I was once again excited about my job, and hurried back to
my office, tugging Rochester along, so I could get back to work.

35 – Café Confrontation

By the end of the day, I had the outline of a program on “The
1960s and Beyond” prepared and I was researching recruiting faculty to carry it
out. I was so caught up in ideas that it took me a minute to recognize that my cell
was ringing.

“Hey, Rick,” I said, the phone cradled at my ear, still
typing possibilities.

“Finished up with Dr. Bobeaux, aka Peter Breaux,” he said.
“It’s an interesting story.

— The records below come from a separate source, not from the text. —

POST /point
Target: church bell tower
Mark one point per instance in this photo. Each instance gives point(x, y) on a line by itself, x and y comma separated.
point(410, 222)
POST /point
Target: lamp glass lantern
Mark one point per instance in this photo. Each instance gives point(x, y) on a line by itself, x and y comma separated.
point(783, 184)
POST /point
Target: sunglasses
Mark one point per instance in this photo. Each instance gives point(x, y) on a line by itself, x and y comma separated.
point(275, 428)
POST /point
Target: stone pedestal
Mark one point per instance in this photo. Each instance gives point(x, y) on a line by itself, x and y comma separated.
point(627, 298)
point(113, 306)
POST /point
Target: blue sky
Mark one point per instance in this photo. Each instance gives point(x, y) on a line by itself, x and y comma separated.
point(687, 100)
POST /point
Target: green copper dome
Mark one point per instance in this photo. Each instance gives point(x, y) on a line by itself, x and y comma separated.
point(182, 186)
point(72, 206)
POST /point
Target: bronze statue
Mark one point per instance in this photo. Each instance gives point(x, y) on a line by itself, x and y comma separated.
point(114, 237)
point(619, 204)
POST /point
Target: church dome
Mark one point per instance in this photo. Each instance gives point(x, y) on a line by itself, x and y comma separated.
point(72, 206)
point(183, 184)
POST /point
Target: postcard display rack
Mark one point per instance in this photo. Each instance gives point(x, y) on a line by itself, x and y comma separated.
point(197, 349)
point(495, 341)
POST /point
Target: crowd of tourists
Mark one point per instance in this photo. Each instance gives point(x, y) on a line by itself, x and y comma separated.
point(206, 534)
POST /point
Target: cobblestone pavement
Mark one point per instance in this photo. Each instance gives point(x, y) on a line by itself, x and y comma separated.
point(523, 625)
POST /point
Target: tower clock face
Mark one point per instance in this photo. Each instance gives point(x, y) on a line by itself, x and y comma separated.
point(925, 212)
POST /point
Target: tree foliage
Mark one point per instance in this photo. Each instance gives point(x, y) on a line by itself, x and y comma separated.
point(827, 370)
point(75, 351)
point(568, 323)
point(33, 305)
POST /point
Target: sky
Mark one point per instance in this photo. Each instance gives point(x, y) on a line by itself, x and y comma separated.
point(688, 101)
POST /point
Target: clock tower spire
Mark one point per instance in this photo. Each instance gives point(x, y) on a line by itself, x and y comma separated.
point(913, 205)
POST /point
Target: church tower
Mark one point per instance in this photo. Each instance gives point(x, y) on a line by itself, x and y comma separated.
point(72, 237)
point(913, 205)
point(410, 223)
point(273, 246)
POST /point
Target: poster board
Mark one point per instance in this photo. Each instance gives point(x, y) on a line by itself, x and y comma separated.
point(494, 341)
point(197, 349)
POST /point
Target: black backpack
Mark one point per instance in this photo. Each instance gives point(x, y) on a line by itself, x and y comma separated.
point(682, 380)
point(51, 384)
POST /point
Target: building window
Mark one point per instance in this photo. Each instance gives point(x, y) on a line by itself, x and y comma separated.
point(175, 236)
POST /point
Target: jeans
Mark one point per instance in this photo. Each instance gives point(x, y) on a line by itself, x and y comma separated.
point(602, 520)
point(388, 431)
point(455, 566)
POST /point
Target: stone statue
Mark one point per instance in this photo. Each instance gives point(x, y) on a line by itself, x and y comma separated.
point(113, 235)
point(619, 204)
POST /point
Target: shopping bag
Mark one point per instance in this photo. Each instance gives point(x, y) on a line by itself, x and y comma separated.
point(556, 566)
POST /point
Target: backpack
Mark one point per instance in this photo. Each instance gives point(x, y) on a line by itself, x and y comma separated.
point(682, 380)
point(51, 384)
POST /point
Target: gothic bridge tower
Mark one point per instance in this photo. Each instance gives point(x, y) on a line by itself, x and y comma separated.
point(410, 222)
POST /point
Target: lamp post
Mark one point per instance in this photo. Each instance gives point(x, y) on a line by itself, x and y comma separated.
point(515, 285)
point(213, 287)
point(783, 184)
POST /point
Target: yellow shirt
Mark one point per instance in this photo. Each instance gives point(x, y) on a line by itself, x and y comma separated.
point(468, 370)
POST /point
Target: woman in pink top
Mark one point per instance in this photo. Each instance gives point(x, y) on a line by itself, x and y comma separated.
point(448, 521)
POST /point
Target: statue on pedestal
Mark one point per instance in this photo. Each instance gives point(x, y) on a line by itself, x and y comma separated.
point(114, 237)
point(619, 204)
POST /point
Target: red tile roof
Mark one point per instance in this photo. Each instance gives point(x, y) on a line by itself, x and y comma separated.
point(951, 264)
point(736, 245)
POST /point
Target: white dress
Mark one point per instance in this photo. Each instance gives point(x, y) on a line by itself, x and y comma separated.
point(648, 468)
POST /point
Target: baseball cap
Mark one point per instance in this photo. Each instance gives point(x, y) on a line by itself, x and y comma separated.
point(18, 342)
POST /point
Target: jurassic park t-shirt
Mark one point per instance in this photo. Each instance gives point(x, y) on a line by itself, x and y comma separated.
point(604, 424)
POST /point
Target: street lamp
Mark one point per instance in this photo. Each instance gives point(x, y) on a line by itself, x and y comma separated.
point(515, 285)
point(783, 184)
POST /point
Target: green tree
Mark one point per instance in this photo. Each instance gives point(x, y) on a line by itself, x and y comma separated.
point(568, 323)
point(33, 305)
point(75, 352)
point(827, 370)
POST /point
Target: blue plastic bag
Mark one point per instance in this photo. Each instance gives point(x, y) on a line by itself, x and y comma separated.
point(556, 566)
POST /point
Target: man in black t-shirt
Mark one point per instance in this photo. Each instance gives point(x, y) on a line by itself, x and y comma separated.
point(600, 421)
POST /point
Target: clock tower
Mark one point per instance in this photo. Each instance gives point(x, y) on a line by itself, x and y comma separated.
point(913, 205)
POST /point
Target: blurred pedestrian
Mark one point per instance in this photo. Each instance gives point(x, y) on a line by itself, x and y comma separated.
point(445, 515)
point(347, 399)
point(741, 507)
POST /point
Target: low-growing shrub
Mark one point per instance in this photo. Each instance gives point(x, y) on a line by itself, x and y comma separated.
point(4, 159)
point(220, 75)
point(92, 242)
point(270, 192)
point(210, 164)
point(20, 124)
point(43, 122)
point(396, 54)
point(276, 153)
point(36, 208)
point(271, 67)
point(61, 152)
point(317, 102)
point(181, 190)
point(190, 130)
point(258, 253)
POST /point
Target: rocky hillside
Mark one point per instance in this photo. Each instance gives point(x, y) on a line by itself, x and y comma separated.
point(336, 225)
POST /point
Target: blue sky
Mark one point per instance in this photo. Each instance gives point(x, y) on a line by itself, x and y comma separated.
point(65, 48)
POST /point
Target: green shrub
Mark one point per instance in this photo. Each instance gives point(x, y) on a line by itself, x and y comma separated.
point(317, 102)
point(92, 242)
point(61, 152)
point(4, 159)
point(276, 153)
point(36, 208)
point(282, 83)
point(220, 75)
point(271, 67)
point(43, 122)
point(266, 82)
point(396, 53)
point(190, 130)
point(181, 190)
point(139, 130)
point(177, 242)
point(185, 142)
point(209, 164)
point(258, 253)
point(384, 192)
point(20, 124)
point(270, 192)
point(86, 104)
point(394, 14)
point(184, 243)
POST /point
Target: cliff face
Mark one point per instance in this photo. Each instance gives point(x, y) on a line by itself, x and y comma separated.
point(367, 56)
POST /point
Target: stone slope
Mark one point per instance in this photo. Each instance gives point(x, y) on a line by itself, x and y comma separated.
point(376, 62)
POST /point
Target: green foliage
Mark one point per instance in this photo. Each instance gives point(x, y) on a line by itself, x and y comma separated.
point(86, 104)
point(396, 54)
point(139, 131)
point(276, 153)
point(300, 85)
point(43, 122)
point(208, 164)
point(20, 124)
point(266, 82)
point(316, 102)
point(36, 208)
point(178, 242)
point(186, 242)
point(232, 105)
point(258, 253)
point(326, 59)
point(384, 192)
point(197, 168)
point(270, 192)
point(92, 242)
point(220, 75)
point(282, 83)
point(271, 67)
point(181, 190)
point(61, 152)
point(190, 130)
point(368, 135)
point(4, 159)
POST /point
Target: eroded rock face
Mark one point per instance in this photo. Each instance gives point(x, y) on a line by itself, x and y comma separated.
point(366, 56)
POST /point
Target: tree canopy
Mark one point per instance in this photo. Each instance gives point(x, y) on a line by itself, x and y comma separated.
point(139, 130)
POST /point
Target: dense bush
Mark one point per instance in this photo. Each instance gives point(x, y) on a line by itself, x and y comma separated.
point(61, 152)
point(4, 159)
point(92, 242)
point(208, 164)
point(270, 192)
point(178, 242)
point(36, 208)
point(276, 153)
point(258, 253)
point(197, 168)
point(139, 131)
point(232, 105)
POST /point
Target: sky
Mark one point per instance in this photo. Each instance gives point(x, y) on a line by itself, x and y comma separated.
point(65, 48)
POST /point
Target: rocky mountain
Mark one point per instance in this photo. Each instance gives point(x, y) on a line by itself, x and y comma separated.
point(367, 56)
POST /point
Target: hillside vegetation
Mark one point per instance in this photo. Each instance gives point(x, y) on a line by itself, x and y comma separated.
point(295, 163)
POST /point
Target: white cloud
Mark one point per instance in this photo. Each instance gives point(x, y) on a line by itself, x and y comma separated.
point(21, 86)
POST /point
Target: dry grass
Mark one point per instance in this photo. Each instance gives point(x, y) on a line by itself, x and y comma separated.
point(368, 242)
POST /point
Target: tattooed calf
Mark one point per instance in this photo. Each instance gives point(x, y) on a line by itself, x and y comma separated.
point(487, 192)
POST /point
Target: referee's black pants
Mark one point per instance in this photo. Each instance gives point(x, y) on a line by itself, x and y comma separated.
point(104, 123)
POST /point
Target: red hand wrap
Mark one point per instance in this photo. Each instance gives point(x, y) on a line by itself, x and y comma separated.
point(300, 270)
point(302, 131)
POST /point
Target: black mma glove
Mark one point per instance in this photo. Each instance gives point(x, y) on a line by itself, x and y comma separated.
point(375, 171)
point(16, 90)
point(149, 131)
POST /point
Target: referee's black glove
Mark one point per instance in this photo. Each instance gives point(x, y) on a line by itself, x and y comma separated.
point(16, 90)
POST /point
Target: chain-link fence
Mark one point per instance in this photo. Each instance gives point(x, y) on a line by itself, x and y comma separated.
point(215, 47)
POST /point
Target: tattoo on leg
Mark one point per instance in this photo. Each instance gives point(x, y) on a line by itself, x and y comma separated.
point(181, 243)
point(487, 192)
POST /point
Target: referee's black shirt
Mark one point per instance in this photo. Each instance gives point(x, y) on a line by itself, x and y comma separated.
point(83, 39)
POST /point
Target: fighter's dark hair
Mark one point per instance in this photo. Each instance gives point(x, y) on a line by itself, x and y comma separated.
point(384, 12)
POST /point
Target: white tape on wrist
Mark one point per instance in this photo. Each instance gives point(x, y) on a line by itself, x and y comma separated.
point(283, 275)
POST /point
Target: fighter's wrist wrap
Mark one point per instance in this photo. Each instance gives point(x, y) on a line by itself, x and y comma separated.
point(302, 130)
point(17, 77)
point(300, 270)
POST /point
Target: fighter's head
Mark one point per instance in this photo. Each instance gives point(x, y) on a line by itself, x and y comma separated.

What did you think of it?”

“Lili believes him, and I guess I do, too. Did you ask him
about the cash?”

“He swears he didn’t know Lamprey was carrying any money. He
said he had about a hundred bucks of his own, that’s all. And when I pressed
him, he started telling me all this stuff he did in Canada to make money before
his scholarships kicked in.”

“You want to compare notes on what he told you versus what
he told Lili and me?”

“Yeah, that’s probably a good idea.”

We made plans to meet at The Chocolate Ear for a few minutes
before my rendezvous with Mark Figueroa. “Hey, did you ever get a chance to
look around for shell casings where somebody shot at me last night?”